L'église est entièrement détruite, mais est visible sur plusieurs plans des 17e et 18e siècles. Il s'agit d'un édifice de trois travées, consacré en 1219. Un bassin permet de confirmer l'existence antérieure d'un baptistère. La piscine baptismale repose sur une épaisse semelle de béton de tuileau, et semble avoir connu deux états successifs.

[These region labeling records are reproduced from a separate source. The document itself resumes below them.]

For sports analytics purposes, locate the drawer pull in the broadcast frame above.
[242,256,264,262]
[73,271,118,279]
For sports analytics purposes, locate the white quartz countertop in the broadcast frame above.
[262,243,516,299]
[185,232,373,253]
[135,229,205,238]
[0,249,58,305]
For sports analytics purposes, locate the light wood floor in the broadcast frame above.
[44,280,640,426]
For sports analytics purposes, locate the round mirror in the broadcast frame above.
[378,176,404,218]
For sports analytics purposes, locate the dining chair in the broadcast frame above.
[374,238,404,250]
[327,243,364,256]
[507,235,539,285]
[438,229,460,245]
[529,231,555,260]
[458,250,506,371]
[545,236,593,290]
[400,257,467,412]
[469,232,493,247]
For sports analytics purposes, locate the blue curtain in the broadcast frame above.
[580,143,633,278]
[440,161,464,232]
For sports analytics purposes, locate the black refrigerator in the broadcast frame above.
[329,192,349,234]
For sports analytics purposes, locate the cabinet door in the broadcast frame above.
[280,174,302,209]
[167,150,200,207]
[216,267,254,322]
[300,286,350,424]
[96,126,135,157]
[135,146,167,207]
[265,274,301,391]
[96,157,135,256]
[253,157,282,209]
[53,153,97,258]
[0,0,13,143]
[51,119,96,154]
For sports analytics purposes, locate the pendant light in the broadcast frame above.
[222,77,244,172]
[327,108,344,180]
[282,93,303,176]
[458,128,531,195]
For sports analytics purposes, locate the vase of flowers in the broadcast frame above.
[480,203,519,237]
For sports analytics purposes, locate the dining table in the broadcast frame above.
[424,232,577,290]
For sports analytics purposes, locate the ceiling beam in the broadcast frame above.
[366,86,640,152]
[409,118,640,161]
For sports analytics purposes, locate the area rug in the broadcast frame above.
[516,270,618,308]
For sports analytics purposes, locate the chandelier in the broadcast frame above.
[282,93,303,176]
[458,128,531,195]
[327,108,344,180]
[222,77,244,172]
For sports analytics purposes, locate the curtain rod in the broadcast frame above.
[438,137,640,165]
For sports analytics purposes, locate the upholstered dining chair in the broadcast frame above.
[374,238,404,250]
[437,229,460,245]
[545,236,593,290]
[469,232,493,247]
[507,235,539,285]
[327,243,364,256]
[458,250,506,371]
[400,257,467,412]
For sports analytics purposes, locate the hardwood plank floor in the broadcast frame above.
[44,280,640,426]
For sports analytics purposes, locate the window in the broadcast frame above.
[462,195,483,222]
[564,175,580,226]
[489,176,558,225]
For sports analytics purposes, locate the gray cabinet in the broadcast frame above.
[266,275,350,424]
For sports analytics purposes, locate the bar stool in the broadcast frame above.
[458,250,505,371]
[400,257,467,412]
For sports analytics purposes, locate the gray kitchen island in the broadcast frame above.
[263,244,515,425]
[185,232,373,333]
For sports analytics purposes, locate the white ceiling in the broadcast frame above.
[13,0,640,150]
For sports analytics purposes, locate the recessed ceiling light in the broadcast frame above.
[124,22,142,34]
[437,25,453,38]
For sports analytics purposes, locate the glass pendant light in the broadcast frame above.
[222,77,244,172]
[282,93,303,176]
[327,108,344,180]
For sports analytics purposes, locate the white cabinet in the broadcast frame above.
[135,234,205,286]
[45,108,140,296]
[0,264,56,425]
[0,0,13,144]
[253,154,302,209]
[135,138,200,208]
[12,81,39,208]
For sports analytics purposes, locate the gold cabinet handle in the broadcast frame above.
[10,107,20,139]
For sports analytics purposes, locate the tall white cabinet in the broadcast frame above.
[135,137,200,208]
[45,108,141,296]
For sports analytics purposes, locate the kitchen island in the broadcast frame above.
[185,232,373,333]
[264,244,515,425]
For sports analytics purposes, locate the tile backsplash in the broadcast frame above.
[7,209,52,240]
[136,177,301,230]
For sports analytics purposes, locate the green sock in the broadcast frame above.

Un tuyau de plomb servant à l'évacuation des eaux est visible. L'ensemble correspond à un édifice réalisé avec des techniques antiques. Fragments de décors utilisant des roches polychromes. Le baptistère constitue probablement le plus ancien édifice chrétien de la ville à être tourné vers l'est.

maison du peuple

Limoges • arrêté

20e s.

24 rue Charles-Michels

Inauguré en juin 1936, ce bâtiment est l’oeuvre de Léon Faure. Lieu de réunion et de spectacles, cet immeuble, à l’architecture des années 1930, comprend un corps de bâtiment avec façade principale sur rue. Structuré par trois travées de part et d’autre du portail, il comporte de larges ouvertures à pans découpés typiques de l’Art-Déco. Des éléments décoratifs d’une grande qualité sont toujours visibles : (verrières, fresque, mosaïque)

arène

Limoges • arrêté

Antiquité;1er s.;2e s.

place des Carmes

Arènes construites sans doute sous le règne de Trajan paraissent avoir pu contenir vingt mille personnes. Lors de son passage à Limoges, Louis le Débonnaire autorisa les moines de Saint-Martial à prendre pour construire leur couvent des matériaux dans les arènes, ce qui commença leur démolition. Complètement ruinées au 15e siècle, elles furent enterrées sous deux mètres de terre pour constituer le jardin actuel. Un bloc de maçonnerie émerge du sol.